Thursday 15 March 2012

Squid on a skewer

The investment bank Goldman Sachs doesn't have a lot of admirers. At the height of the financial crisis, it was described by Rolling Stone magazine as "a giant vampire squid", sucking blood out of the global economy.  It has paid a fine in excess of half a billion dollars in relation to some of the structured notes it created that were, how to put this, not entirely beneficial to the buyers. It has been castigated for using derivatives to help Greece to conceal the true extent of its debts. It even stands accused of avoiding taxes in the UK, though the amount involved -- £10 million -- is so small in the company's scheme of things that you almost wonder whether it was worth the trouble. Still, take care of the millions and the billions will take care of themselves, right?

Until now, though, Goldman has mostly been able to count on the loyalty and discretion of its staff.  But no longer: this week a mid-ranking employee, Greg Smith, has marked his departure from the firm by publishing a blistering denunciation of its ethics and practices in the pages of the New York Times.  (Contrary to the way he has been characterised in the press, Mr Smith is not a "boss" at Goldman in any real sense. While he was latterly its head of US equity derivatives in London, he has never been elevated to the partnership).  The global media has worked up a fine head of indignant steam over the story, and at least one politician has called for the UK Government to boycott the firm, which recently acted as advisor in the sale of Northern Rock.

The BBC's report on the story, including some perceptive comments by Robert Peston and an attempted rebuttal by the firm, can be found here.  If, however, you want a different take on things,  there's a rather odd attack on Mr Smith, basically accusing him of being naive, here.

Just for the moment,  let's not take sides. Instead, we'll take a look at some of the questions that Mr Smith's tirade brings to mind.

First and foremost, it's hard not to agree with Fred Destin, in the second story linked above, that Mr Smith is pretty naive if it really took him twelve years to suss out what Goldman is like. All investment banks are by their nature aggressive and greedy; there wouldn't be much point in them otherwise. Goldman just happens to be better at those things than most of its competitors.
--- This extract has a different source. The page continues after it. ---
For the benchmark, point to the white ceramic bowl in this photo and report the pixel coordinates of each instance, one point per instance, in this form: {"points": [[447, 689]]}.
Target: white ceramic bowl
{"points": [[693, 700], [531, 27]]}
Moreover, Goldman surely has a right to assume that it's dealing with consenting adults when it makes its trades. It's not selling structured notes to your granny, at least not directly.  It's dealing for the most part with sophisticated investors ("QIBs" -- qualified institutional buyers, in regulator-speak), or supposedly well-informed corporations or institutions, such as, well,  Her Majesty's Government.  If anyone dealing with Goldman (or any other investment bank) chooses to assume that it's not  looking out mainly for its own interests, that's hardly the bank's fault. This is in no way an excuse for illegal behaviour, but even Mr Smith is careful to say that he is not accusing Goldman of that. The principle of caveat emptor must surely apply in what are in effect transactions among equals.

It's interesting to note that while Mr Smith was with Goldman for 12 years in total, his resignation came just a year after he was transferred from New York to the firm's London office. Is it possible that the "toxic" culture he decries was more pronounced in the smaller office than at the company's headquarters? One small piece of evidence pointing that way:  apparently a favoured term of contempt for clients was "muppets". This is a fairly common piece of usage in the UK -- in pubs as much as in City meeting rooms -- but is, unless I'm much mistaken, not used in the same way in New York. It may well be that most of the behaviour that upset Mr Smith so much took place during his year in London rather than during his decade-plus in New York, which might reflect the need for the smaller office to be constantly making its mark with the big bosses back at HQ.

Lastly, it may not be possible to judge exactly what Mr Smith's outburst means until we see what he does next. The media have already pointed out that a dozen years at Goldman probably means he is financially set for life, though he is unlikely to see the deferred portion of his bonuses.  If he announces he has found God, or devotes his life to charity work (and there are precedents for that), all well and good. If, on the other hand, he is setting himself up to be the next Michael Lewis -- not a smart idea,  as the present one is very good at it -- well, not so much.